The range of “money” pursuing trend-following strategies is currently an issue anytime marketplaces are in the midst of a meaningful decline. It’s a complicated backdrop extraordinarily. Wanting to simplify things, an initial focus in the years ahead will be the interplay between what I believe are faltering global “carry trades” and the lots of of trend-following trading associated with bloated ETF, leveraged speculating community and derivatives complexes. Previous market “flash crashes” quickly reversed course and worked well to rejuvenate the bull market. Importantly, this was permitted by liquidity emanating from expanding global “carry trades” – notably from the yen and euro funding higher yielding EM and “developed” corporates, but also from “carry trade” leverage funneling “money” into the Chinese Bubble.
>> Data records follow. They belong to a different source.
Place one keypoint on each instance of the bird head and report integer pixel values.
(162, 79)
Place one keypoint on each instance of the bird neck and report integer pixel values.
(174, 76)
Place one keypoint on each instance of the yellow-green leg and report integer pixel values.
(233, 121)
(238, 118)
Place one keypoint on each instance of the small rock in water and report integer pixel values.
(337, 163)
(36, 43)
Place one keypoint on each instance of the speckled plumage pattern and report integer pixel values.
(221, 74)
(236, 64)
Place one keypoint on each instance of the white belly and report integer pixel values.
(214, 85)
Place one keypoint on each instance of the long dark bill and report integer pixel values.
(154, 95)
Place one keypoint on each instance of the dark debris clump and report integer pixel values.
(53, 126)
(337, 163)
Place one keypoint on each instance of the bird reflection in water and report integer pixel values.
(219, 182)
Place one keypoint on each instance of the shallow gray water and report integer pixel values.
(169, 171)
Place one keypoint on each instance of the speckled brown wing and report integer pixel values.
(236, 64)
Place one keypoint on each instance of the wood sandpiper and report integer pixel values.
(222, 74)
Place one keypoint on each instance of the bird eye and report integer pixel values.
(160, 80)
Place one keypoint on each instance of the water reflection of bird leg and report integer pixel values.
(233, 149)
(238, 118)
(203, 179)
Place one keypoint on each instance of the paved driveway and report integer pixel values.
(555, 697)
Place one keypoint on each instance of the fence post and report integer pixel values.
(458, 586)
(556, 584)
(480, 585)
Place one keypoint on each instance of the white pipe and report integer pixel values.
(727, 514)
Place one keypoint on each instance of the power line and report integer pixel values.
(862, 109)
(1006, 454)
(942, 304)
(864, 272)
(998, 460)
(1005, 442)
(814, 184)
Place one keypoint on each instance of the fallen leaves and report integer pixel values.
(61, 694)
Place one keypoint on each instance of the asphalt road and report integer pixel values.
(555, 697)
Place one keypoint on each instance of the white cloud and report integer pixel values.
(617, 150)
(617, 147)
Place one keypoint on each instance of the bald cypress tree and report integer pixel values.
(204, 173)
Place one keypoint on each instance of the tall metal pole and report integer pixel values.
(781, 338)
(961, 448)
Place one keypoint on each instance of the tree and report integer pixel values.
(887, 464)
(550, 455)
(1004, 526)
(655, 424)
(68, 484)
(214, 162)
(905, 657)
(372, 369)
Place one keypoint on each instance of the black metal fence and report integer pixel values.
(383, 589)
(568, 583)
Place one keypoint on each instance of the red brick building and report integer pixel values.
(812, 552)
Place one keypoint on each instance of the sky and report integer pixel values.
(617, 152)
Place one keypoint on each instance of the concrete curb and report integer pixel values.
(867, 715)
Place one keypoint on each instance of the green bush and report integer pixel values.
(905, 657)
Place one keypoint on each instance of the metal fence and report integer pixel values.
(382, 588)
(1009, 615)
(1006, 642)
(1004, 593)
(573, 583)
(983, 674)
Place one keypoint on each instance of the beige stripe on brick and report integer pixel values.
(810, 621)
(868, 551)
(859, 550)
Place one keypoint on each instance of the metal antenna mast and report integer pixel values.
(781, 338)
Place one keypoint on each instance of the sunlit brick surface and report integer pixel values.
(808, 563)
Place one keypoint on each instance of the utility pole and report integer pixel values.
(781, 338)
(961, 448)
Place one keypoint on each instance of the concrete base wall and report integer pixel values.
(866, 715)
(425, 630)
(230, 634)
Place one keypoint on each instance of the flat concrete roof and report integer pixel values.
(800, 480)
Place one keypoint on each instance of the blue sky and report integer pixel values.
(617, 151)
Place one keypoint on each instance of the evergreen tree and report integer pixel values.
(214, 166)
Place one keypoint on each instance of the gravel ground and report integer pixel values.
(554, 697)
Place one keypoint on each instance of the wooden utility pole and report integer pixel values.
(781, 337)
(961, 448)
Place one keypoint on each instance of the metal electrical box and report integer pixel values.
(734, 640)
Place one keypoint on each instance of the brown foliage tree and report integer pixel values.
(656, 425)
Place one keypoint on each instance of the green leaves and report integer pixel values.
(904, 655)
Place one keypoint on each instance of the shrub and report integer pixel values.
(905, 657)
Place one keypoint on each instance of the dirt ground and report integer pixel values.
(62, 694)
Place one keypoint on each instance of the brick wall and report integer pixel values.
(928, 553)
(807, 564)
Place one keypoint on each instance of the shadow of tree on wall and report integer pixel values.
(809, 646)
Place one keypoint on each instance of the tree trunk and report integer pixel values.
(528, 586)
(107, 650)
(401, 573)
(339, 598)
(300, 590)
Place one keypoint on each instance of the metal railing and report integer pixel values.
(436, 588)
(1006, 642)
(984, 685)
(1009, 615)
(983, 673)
And the analysis has once again circled back again to China. Chinese marketplaces are broken and policymaking is discredited. Chinese language officials may appreciate the chance of breaking the peg to the dollar now. At this point, however, maintaining the peg will demand the People’s Bank of China to blow through it’s reserves to fund what will surely be massive financial outflows.

And, suddenly, the marketplace appears to have awoken to the chance that China and other EMs have evolved into major sellers of US Treasuries (and bonds, gilts, etc.). It’s certainly worth noting the evolving powerful in Treasury and “developed” sovereign relationship trading. Treasuries just don’t benefit from “risk off” market tumult as before. Prices do, however, retreat quickly when “risk on” reemerges.

This may confirm an important active. For one, regardless of the troubling global backdrop, Treasuries now appear to offer a less favorable risk vs. Moreover, Treasuries these full days appear to provide a less effective hedge against equities, corporate EM and debt market dangers. And this may call into question the popular leveraged “risk-parity” strategies that have proliferated lately. One can go down the list these days and find out serious cracks developing many of the most popular “investment” and speculative trading strategies.

It sure appears the overall game is winding down. Of Sept put options and derivatives expire worthless Is it feasible that a lot? Of course. But that could change nothing essentially. Global “Carry Trades” have begun a problematic unwind. Liquidity will now be a concern. When it becomes a real issue, there’s going to be serious problems associated with each one of these Trend-Following Strategies. QE4 will be unavoidable.